Brilliant Badger  Panic is my middle name :lol: I dont need my sheep being parked in some one elses pen :wink: 


Jacquie


----------



## bognormike (May 10, 2005)

Baa

:wink:


----------



## LadyJ (May 9, 2005)

Ha Ha Mike I see we have a comedian in our midst :roll: will put you down as the main attraction for our entertainment :wink:


----------



## badger (May 9, 2005)

Mike...Looks like you need to bring your Lighty up bow tie, top hat and walking cane


----------



## 88929 (May 10, 2005)

Hello there folks,

Yes, we are now going on the 12th,13th and 14th of May and have booked the evening entertainment for the Saturday evening. However, we have already been alocated our pitch. We are in the "Club Field" purple ticket is that ok? Will we still be able to join the other club members or will we have to go where we are put? As yet I have not put myself down on any list as going, so do I need to?

"Take care out there "


----------



## LadyJ (May 9, 2005)

Hi Welshman,

Did you put Motorhomefacts when booking and have your tickets got Motorhomefacts on them ? If so then could you please add yourself to the rally list for Southern Show on the front page click on the blue section then click on i want to attend this rally

any problems pm me

Jacquie


----------



## LadyJ (May 9, 2005)

LAST DAY FOR BOOKING FOR NEWBURY SHOW IS 14th APRIL

WE COULD DO WITH A FEW MORE PLEASE.



Jacquie


----------



## MOTORHOMER (May 9, 2005)

Hello Jackie


I sent you a PM earlier today but as it isnt in the outbox or the sent folder I assume you didnt get it.
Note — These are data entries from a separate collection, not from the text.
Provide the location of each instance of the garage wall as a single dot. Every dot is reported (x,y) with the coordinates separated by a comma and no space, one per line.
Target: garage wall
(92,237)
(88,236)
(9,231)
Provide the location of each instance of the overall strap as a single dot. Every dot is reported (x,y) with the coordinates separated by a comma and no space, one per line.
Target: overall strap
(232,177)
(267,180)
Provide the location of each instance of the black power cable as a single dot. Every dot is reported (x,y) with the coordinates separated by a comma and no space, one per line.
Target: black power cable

Just sent you another one. Apologies if you get two


Motorhomer


----------



## LadyJ (May 9, 2005)

Hi Elizabeth,

I have replied to your pm now


Jacquie


----------



## hymmi (May 9, 2005)

Hi Welshman,

LadyJ told me you were given motorcaravan club tickets i did speak to Warners about it for you and they said your tickets would be changed.Have you still got wrong tickets then ?


----------



## MOTORHOMER (May 9, 2005)

Booking done & arriving on thursday.
Just waiting for my tickets. How long do they take to come?

Motorhomer motorhomer 1


----------



## badger (May 9, 2005)

Hi Jacquie

NOW you can panic...........still havn't reveived corrected tickets.
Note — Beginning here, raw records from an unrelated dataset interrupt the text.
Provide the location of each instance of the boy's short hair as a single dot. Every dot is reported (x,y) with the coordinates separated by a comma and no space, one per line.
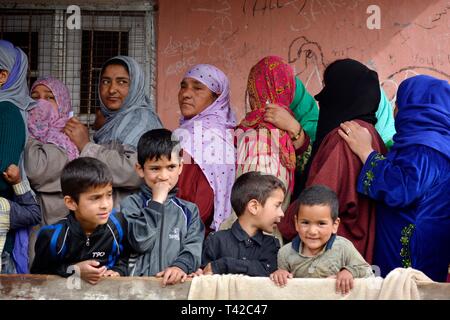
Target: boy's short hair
(320,195)
(82,174)
(253,185)
(157,143)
I have emailed them and am hoping for a speedy response


----------



## LadyJ (May 9, 2005)

Well done Motorhomer see you there.




O crikey Badger may be best if you ring them I think they are in a right muddle to be honest, are your friends ticket all ok





Jacquie


----------



## jarcadia (May 1, 2005)

Hi Jacquie
We booked with Warners in March before we realised that this forum had section, have just spoken with them today and they are changing the booking so that we will be on MHF section. Although we booked on 23rd March they have not got to our application yet! Will check our tickets when they finally arrive to make sure we have been allocated correct section. Will be arriving Saturday afternoon (still have to work), this will be our first rally so no doubt we will be looking for guidance. Have booked for Saturday night’s entertainment as well.
Brian & Jackie


----------



## LadyJ (May 9, 2005)

Hi Jarcadia Brian & Jackie could you add youselves to the rally list please on the front page look forward to meeting you both. I do hope Warners get there act together soon and that you get the right tickets.


Jacquie


----------



## badger (May 9, 2005)

If anyone has any queries or problems with warners for this show regarding correct tickets, I have just phoned and was told that they wont do anything yet. Queries regarding Newbury are on a back burner until they have finished dealing with the show that is on next week. 
I was told to ring back in 2 weeks if I havnt received the tickets.


----------



## jarcadia (May 1, 2005)

Warners just been on phone to Jackie, they want to charge us £5 administration fee to change our booking. Sorry not prepared to pay them that (when they have not even got round to our original request) so we will visit but stay where we have been put. 
Brian


----------



## LadyJ (May 9, 2005)

Hi Jarcadia Brian I dont know how they can charge you if you havent even sent your tickets yet, but just come along and park up with us anyway its no problem for us we will squeeze you in  


Jacquie


----------



## hymmi (May 9, 2005)

Hi,

Have spoken to Kathy at Warners about these tickets,they are being sorted now,they have pulled the original bookings and seem to think that you booked by mistake with MCC on the web site ........jarcadia she says that your tickets must had already been processed but please ring Kathy,speak to her and she will try to resolve it.........guys please get in touch with Kathy if this is not so.


----------



## badger (May 9, 2005)

Hymmi

If you mean me I dont see how "Motorhomefacts.com" can be mistaken, misspelled or missinturpreted as MCC

Perhaps they should go to specsavers :roll:


----------



## jarcadia (May 1, 2005)

Hi Hymmi Thanks for your help, Kathy (Warners) has offered to change tickets, "just send them back with note" no mention of any cost.
Brian


----------



## hymmi (May 9, 2005)

Hi Brian

A result great,glad you have sorted it.

Hi Badger,

Try giving Kathy a ring,she runs the show side so you might get a quicker result.


----------



## badger (May 9, 2005)

Hello All

Thanks for all suggestions but panic over, tickets arrived safe & sound today.


----------